To check what's registered:
from aden_tools.credentials import CREDENTIAL_SPECS
for name, spec in CREDENTIAL_SPECS.items():
print(f"{name}: aden={spec.aden_supported}, direct={spec.direct_api_key_supported}")
Migration: CredentialManager → CredentialStore
CredentialManager is deprecated. Use CredentialStore instead.
| Old (Deprecated) | New (Recommended) |
|---|---|
CredentialManager() |
CredentialStore.with_encrypted_storage() |
creds.get("hubspot") |
store.get("hubspot") or store.get_key("hubspot", "access_token") |
creds.validate_for_tools(tools) |
Use store.is_available(cred_id) per credential |
creds.get_auth_options("hubspot") |
Check CREDENTIAL_SPECS["hubspot"].aden_supported |
creds.get_setup_instructions("hubspot") |
Access CREDENTIAL_SPECS["hubspot"] directly |
Why migrate?
- CredentialStore supports encrypted storage, multi-key credentials, template resolution, and automatic token refresh
- CredentialManager only reads from environment variables and .env files (no encryption, no refresh)
- CredentialStoreAdapter exists for backward compatibility during migration
# Old way (deprecated)
from aden_tools.credentials import CredentialManager
creds = CredentialManager()
token = creds.get("hubspot")
# New way (recommended)
from core.framework.credentials import CredentialStore
store = CredentialStore.with_encrypted_storage()
token = store.get("hubspot")
# With Aden sync (recommended for OAuth integrations)
store = CredentialStore.with_aden_sync()
token = store.get_key("hubspot", "access_token")
Example Session
User: /setup-credentials for my hubspot-agent
Agent: Let me check what credentials your hubspot-agent needs.
[Runs validation, finds ANTHROPIC_API_KEY and HUBSPOT_ACCESS_TOKEN missing]
Agent: Your hubspot-agent requires 2 credentials:
1. ANTHROPIC_API_KEY - Anthropic API key for LLM calls
2. HUBSPOT_ACCESS_TOKEN - HubSpot access token
Let's set these up one at a time.
--- Setting up ANTHROPIC_API_KEY ---
This credential only supports direct API key entry.
[Shows instructions for getting Anthropic API key]
[AskUserQuestion: "Please provide your Anthropic API key:"]
[User provides key]
[Stores in credential store, exports to env]
--- Setting up HUBSPOT_ACCESS_TOKEN ---
[AskUserQuestion with 3 options]
Choose how to configure HUBSPOT_ACCESS_TOKEN:
1) Aden Authorization Server (Recommended)
2) Direct API Key
3) Custom Credential Store (Advanced)
User: 1 (Aden)
Agent: Great!

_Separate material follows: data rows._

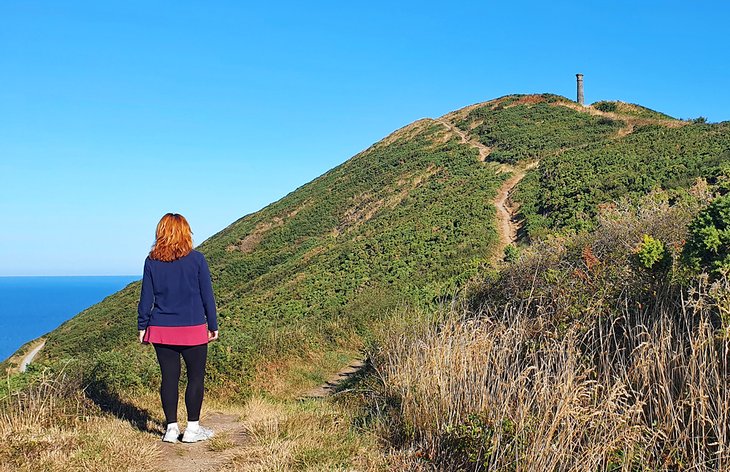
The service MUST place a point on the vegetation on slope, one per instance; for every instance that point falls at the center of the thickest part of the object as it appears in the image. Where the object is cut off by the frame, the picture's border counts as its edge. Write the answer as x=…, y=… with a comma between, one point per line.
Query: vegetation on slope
x=629, y=109
x=567, y=189
x=403, y=222
x=566, y=332
x=531, y=126
x=577, y=357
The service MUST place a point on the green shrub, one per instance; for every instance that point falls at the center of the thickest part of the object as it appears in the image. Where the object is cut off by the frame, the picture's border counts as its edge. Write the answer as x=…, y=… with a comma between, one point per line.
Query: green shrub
x=650, y=252
x=708, y=245
x=511, y=253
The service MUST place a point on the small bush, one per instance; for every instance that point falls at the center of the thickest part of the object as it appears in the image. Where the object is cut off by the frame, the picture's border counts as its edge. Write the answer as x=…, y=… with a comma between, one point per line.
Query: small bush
x=650, y=252
x=708, y=246
x=511, y=253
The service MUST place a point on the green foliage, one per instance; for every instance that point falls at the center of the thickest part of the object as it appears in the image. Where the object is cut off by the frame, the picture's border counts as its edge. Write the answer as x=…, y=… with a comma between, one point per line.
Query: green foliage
x=404, y=223
x=630, y=109
x=511, y=253
x=568, y=188
x=650, y=251
x=605, y=106
x=528, y=131
x=708, y=244
x=400, y=223
x=473, y=438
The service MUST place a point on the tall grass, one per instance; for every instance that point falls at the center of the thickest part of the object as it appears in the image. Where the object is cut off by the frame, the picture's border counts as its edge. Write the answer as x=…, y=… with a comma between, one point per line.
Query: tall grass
x=571, y=361
x=51, y=425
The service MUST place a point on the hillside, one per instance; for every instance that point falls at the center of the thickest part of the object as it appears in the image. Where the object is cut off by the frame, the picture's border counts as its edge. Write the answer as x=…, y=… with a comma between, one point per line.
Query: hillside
x=404, y=222
x=604, y=348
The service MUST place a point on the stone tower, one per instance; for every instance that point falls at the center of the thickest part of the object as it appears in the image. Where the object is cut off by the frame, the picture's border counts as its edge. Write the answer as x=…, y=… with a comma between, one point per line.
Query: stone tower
x=580, y=88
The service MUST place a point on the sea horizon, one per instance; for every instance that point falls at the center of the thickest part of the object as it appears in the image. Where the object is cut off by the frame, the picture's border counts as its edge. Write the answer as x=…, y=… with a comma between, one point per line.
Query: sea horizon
x=33, y=305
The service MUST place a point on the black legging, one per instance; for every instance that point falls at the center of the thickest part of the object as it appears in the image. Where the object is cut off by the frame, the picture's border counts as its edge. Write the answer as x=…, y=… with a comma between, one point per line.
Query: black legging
x=169, y=358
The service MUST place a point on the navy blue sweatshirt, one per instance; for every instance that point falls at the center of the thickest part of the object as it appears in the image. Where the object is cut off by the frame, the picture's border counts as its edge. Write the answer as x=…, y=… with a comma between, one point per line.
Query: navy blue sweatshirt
x=177, y=293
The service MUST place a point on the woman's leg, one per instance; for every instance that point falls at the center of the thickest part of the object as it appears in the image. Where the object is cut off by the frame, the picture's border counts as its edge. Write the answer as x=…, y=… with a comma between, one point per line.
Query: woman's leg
x=169, y=359
x=195, y=357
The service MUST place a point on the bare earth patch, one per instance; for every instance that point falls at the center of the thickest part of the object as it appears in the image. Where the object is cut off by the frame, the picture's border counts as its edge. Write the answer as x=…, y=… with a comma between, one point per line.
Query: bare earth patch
x=230, y=439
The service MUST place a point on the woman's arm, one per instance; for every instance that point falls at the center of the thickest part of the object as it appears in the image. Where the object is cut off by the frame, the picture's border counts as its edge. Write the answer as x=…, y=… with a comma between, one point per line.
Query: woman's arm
x=206, y=292
x=146, y=298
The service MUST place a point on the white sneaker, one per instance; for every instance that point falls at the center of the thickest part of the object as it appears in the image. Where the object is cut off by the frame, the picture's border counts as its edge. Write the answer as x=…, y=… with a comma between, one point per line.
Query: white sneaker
x=171, y=434
x=200, y=435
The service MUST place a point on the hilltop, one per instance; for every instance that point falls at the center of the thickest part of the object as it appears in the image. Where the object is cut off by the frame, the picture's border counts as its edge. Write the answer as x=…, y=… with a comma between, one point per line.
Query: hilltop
x=405, y=222
x=528, y=233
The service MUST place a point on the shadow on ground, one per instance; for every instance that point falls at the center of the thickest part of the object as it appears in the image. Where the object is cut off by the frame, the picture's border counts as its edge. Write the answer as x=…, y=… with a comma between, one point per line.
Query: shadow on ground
x=108, y=402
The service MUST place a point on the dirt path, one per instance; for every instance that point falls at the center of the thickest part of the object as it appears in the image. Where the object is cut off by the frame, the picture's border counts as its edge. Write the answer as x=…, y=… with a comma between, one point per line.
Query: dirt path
x=507, y=225
x=484, y=151
x=330, y=386
x=30, y=356
x=204, y=456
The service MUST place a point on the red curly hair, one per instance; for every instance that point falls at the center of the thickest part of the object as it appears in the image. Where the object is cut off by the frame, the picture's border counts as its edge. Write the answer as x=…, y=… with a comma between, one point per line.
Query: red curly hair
x=173, y=238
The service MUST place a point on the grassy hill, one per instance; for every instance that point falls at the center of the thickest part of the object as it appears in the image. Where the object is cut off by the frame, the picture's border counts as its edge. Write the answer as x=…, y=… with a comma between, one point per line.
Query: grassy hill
x=587, y=336
x=404, y=222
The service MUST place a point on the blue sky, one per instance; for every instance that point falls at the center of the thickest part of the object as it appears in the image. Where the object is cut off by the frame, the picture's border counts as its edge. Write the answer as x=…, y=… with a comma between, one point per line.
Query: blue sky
x=113, y=113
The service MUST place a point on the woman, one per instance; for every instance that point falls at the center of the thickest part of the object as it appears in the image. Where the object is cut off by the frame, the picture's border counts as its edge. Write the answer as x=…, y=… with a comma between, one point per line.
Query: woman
x=176, y=313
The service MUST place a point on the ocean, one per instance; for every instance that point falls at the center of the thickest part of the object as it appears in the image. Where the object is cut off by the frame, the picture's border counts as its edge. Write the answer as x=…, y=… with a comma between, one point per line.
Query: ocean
x=33, y=306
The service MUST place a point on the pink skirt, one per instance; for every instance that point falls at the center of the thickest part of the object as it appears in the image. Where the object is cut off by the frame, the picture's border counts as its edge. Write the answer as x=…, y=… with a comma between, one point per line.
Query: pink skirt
x=177, y=335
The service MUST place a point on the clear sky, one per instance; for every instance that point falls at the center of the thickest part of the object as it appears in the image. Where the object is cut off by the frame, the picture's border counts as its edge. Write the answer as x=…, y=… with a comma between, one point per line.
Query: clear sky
x=113, y=113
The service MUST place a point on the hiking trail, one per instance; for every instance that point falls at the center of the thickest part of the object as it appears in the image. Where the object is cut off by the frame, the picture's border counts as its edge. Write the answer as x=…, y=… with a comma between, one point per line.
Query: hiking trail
x=23, y=366
x=230, y=439
x=507, y=224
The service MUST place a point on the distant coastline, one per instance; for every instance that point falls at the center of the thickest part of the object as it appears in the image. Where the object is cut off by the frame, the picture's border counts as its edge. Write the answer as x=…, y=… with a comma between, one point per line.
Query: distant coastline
x=33, y=305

Let me check if you have an Aden API key configured...
[Checks for ADEN_API_KEY, not found]
[Opens browser to integration.adenhq.com/setup]
Agent: I've opened Aden's setup page. Please:
1. Sign in or create an account
2. Connect your HubSpot account (OAuth happens on Aden's site)
3. Copy the API key shown after setup
[AskUserQuestion: "Please provide your Aden API key:"]
[User provides key]
Agent: Would you like me to save this to your shell config (~/.zshrc) for future sessions?
[User approves]
[Saves to ~/.zshrc and ~/.hive/configuration.json]
Agent: Let me sync your credentials from Aden...
[Syncs credentials from Aden server - OAuth already done on Aden's side]
[Runs health check]
Agent: HubSpot credentials validated successfully!
All credentials are now configured:
- ANTHROPIC_API_KEY: Stored in encrypted credential store
- HUBSPOT_ACCESS_TOKEN: Synced from Aden (OAuth completed on Aden)
- Validation passed - your agent is ready to run!